– А это не опасно? Больные не могут прийти сюда и выкинуть что-нибудь такое? – растревожился Гарри, впервые оказавшись в запущенном саду перед белоснежным особняком с массивными колоннами.
Соседство дома, где предстоит работать, с больницей для умалишенных ему совершенно не понравилось. Да и то, что хозяйка – психиатр, надо было как следует обмозговать.
Док, впрочем, похоже, даже не сомневалась, что Гарри устроят условия работы. Услышав его вопрос, Барбара Мэй беззаботно рассмеялась:
– О, после таблеток все пациенты становятся такими смирными! И потом, на прогулку выпускают лишь тех, кто не опасен. Я специально купила этот особняк. Прежнему владельцу соседство с лечебницей не нравилось, а я, наоборот, в полном восторге! Ведь мне даже не придется пользоваться автомобилем.
Док оказалась права: по большому счету ни психи из больницы, ни полусумасшедшие пациенты, являвшиеся на прием, особых проблем саду не доставляли. Больные были слишком поглощены собственными делами, чтобы вообще замечать хоть что-нибудь вокруг. Только один раз пациент, не справившись с управлением автомобилем, разворотил красивую клумбу у парадного входа. Да недавний побег придурка из лечебницы дорого обошелся жасминовым кустам, в которых пытался укрыться беглец. Когда его выследили санитары, мужчина в серой пижаме все цеплялся за тонкие ветки и истошно орал.
Однако на такие мелочи можно не обращать внимания.
Если бы не жара, все было бы о’кей...
Скорей бы закончилась эта невыносимая раскаленная духота!
Добросовестно полив кусты, Гарри собирался смотать шланг и отнести его в небольшой домик, где хранился садовый инвентарь.
Но – небывалое дело – прямо к особняку вдруг подъехал огромный черный «Кадиллак», сверкающий лакированными боками.
На долю секунды Гарри пришлось зажмуриться – яркое солнце, отразившись в серебряных ручках автомобиля, швырнуло в лицо пригоршню солнечных зайчиков.
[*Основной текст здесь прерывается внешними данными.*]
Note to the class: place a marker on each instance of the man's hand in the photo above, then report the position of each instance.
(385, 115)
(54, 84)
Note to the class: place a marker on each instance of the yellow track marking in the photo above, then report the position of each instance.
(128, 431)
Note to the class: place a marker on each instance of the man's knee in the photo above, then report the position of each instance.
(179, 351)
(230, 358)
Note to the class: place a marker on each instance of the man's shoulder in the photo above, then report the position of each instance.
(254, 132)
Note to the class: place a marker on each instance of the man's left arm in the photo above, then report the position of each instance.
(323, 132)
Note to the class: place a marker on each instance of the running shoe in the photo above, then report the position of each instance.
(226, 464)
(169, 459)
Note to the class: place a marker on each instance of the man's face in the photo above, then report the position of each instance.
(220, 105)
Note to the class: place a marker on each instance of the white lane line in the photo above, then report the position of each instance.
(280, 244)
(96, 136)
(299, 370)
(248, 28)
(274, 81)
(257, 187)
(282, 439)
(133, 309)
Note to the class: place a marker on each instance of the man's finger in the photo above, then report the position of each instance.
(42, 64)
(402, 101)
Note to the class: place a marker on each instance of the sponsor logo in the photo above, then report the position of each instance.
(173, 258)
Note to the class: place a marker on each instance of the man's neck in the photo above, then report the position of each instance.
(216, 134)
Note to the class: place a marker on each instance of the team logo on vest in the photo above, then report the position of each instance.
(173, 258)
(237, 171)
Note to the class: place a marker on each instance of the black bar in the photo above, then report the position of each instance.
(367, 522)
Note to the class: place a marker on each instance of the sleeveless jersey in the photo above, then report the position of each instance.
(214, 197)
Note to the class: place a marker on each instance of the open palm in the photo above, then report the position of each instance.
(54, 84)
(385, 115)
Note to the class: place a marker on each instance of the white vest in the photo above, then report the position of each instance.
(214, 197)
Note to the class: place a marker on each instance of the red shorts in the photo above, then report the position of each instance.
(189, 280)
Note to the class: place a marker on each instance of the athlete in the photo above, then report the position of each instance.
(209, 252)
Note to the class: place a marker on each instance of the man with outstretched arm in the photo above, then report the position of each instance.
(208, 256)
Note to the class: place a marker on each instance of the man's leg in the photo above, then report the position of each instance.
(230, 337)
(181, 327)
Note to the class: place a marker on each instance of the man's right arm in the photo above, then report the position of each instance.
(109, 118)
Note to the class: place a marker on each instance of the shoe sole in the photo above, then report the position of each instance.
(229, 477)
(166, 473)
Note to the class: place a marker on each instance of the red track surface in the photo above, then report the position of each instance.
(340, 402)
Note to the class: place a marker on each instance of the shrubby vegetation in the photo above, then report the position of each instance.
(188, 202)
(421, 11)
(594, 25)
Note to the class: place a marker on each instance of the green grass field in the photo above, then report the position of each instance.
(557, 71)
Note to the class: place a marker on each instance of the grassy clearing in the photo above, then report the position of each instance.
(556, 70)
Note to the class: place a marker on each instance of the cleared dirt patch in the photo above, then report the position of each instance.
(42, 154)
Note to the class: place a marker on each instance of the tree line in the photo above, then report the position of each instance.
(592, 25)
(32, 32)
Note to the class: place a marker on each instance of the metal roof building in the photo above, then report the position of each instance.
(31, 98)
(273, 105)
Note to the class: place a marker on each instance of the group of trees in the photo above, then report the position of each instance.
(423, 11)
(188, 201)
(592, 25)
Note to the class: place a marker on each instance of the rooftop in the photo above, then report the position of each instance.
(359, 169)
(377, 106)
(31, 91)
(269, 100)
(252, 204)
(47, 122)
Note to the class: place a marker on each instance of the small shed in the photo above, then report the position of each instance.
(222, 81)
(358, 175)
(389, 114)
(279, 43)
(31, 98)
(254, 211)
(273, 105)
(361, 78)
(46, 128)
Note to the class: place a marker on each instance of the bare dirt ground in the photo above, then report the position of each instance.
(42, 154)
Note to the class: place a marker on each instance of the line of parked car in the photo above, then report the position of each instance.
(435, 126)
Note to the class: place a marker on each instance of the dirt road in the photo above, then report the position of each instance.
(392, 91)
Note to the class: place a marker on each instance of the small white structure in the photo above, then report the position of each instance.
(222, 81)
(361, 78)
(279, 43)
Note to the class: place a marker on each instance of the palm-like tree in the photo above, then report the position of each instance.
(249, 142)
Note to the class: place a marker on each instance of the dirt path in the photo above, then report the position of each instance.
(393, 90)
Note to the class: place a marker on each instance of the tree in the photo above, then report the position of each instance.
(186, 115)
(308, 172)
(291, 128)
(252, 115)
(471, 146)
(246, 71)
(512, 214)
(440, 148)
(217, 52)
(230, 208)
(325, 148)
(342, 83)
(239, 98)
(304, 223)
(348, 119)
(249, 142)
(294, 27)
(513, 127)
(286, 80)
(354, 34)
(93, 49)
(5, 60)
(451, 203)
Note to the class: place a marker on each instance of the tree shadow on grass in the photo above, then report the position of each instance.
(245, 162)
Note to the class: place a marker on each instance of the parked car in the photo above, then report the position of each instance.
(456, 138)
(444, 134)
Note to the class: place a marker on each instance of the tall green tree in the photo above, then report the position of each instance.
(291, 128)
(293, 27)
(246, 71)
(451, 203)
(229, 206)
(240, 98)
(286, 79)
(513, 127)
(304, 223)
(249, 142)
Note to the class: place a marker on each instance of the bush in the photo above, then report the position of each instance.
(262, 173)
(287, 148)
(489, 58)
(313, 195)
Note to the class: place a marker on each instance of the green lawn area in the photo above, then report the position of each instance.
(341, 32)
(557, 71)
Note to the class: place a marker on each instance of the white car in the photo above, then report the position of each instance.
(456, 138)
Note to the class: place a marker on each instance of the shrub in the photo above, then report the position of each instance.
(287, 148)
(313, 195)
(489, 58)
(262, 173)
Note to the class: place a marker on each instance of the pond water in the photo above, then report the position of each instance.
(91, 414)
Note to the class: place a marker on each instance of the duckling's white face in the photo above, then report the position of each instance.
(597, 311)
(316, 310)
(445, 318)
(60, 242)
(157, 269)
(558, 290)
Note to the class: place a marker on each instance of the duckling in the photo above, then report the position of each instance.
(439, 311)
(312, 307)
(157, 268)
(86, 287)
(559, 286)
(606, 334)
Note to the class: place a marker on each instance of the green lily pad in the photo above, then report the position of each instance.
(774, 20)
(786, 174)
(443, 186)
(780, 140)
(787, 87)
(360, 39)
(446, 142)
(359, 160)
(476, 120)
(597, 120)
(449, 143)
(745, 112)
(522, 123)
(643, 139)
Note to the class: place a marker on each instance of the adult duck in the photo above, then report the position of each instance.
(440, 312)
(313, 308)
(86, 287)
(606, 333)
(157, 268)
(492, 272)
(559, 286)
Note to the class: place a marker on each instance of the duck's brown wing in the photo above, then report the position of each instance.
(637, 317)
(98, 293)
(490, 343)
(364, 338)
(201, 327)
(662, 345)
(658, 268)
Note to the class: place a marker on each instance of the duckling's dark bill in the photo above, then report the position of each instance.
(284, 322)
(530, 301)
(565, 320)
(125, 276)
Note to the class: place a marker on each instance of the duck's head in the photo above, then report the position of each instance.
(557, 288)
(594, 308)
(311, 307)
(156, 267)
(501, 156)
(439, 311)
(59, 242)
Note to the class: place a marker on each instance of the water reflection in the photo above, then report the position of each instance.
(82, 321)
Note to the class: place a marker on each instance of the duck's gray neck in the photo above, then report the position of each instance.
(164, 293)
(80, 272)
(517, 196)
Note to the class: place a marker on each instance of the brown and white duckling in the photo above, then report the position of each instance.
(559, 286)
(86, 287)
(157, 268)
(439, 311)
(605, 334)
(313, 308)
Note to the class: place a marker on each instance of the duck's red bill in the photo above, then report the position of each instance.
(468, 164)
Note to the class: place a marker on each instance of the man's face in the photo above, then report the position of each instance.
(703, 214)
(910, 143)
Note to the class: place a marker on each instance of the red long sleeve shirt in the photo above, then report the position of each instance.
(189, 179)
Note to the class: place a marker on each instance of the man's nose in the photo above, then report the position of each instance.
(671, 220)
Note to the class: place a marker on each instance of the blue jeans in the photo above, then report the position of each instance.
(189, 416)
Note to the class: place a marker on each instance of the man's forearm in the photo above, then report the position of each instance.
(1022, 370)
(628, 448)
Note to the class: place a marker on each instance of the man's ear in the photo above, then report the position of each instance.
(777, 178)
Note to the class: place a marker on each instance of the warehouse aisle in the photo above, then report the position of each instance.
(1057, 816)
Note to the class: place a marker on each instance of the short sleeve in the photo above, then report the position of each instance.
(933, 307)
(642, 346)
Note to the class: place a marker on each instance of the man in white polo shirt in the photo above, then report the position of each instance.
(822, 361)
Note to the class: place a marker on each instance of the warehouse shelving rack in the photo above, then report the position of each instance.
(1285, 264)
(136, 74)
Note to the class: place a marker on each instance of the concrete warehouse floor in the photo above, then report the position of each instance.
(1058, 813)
«Что-то рановато для пациентов, обычно док принимает после ланча», – пронеслось в голове у садовника.
Он открыл глаза.
Снова зажмурился.
И опять открыл.
Нет, это не сон.
Не показалось.
Действительно – она...
Сладкая крошка, вожделенная девочка.
Впиться в ее накрашенный красной помадой пухлый ротик был бы не прочь любой мужчина в кинотеатре. Впрочем, да что там кинотеатр – вся мужская половина Америки глотала слюнки при виде такой горячей штучки.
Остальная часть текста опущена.